I seem to have missed the rule about when you do and don't use a definite article in front of a noun modified by an adjective. Could someone enlighten me as to why there's no article in this?
It’s mostly used, but it can be left out. I don’t know of an exact rule, but with some adjectives it’s always left out, like samma, hela etc., and sometimes it sounds a bit odd leaving it out. But quite often both work, and here you could say either.
So 'Han är yngste sonen' or 'Han är den yngste son' both work? Like PaulExcoff above, I think I need to go back and review some things. :)
Okay, now I'm confused. "Det är den sämsta bok jag vet" doesn't have a definite form of "bok" (and I thought it was because there would just be one too many defining clauses). So.. which is it really?

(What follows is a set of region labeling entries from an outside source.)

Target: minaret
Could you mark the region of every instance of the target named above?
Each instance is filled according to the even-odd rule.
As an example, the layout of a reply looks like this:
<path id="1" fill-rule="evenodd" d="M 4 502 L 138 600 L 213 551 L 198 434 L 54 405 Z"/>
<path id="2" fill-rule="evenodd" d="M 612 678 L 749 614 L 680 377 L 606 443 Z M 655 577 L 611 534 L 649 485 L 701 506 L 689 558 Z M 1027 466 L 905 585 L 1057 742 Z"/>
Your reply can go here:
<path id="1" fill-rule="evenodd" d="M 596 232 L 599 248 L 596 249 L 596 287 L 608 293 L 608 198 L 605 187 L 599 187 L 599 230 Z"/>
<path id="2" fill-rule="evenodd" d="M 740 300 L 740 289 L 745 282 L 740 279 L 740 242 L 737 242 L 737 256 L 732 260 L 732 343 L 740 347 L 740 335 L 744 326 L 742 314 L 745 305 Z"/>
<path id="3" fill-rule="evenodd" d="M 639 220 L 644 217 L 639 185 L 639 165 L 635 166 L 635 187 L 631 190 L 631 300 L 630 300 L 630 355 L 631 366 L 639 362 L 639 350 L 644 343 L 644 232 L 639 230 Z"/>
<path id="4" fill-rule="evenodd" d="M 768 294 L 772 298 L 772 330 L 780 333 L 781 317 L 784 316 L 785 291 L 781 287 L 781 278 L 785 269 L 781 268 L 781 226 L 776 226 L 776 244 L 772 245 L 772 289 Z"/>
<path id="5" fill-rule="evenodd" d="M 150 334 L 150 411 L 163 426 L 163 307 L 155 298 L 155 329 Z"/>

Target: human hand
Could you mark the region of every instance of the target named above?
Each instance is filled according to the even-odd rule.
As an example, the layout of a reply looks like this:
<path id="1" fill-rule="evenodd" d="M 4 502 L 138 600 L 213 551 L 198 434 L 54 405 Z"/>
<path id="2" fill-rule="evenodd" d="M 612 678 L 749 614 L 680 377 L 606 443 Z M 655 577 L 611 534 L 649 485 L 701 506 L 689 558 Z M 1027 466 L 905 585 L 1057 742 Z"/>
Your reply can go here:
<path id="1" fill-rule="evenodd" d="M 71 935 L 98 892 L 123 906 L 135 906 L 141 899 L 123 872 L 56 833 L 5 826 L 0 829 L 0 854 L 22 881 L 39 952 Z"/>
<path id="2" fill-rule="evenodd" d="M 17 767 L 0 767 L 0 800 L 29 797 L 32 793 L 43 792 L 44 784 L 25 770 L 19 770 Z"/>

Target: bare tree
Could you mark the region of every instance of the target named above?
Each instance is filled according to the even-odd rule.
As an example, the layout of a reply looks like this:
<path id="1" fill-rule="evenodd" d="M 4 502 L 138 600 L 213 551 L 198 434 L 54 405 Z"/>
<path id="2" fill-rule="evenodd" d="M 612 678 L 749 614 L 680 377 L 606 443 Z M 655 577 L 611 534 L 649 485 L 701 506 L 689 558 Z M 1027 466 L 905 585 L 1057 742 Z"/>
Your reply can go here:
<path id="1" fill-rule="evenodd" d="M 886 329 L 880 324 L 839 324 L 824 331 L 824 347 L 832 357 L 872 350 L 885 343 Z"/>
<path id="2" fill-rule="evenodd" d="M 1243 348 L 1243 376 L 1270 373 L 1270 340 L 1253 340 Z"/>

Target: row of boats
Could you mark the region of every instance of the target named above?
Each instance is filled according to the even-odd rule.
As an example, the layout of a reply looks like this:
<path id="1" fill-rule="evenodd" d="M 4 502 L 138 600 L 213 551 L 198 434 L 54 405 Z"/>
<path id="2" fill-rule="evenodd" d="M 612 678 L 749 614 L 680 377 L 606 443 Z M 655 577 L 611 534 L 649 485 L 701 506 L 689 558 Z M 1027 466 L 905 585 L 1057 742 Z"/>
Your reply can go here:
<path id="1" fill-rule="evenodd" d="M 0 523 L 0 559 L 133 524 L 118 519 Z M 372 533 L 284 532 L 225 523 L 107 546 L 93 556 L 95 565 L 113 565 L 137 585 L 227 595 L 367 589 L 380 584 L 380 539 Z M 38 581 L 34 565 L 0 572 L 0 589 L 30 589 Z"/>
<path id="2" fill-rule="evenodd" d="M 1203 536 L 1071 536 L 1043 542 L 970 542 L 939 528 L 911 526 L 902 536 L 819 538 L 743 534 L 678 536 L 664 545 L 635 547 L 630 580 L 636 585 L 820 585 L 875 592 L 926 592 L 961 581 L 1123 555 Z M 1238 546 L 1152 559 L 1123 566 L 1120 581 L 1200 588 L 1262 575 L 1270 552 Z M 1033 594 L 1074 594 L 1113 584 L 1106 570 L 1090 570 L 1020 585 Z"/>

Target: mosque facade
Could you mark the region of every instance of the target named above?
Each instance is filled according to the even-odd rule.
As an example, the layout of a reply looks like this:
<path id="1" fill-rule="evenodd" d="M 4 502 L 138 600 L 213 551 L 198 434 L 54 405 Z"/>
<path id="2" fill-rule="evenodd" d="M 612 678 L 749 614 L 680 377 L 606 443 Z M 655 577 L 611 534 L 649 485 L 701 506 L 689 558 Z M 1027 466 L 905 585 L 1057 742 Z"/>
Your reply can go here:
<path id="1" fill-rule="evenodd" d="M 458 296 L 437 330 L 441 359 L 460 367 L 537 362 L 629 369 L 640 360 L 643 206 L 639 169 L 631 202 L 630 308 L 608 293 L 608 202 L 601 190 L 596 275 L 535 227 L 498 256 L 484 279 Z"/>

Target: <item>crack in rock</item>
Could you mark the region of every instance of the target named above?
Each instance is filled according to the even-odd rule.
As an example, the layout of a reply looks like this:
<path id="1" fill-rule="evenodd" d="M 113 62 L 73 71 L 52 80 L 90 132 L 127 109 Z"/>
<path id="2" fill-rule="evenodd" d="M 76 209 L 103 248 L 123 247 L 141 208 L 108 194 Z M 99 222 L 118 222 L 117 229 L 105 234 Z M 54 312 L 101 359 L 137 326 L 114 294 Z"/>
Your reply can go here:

You can say Han är yngste sonen or Han är den yngste sonen and you can say Det är den sämsta bok jag vet and Det är den sämsta boken jag vet.
The reason you can say den sämsta bok jag vet is that it's followed by a relative clause ('jag vet' – it would be clearer that it is a relative clause if it had started with som, and it could have, but som isn't necessary). So you could also have said Han är den yngste son jag har if you added a relative clause there too.
Compare with the general rule for adjectives + definite article:
boken = the book
den där boken OR den boken = that book
den röda boken = the red book
den där röda boken = that red book
den (röda) bok … 'the (red) book, …' only used before relative clauses
Swedish used to have masculine and feminine genders, a long time ago. The only remnant from that time is that definite adjectives describing a male can optionally use an -e ending instead of an -a one.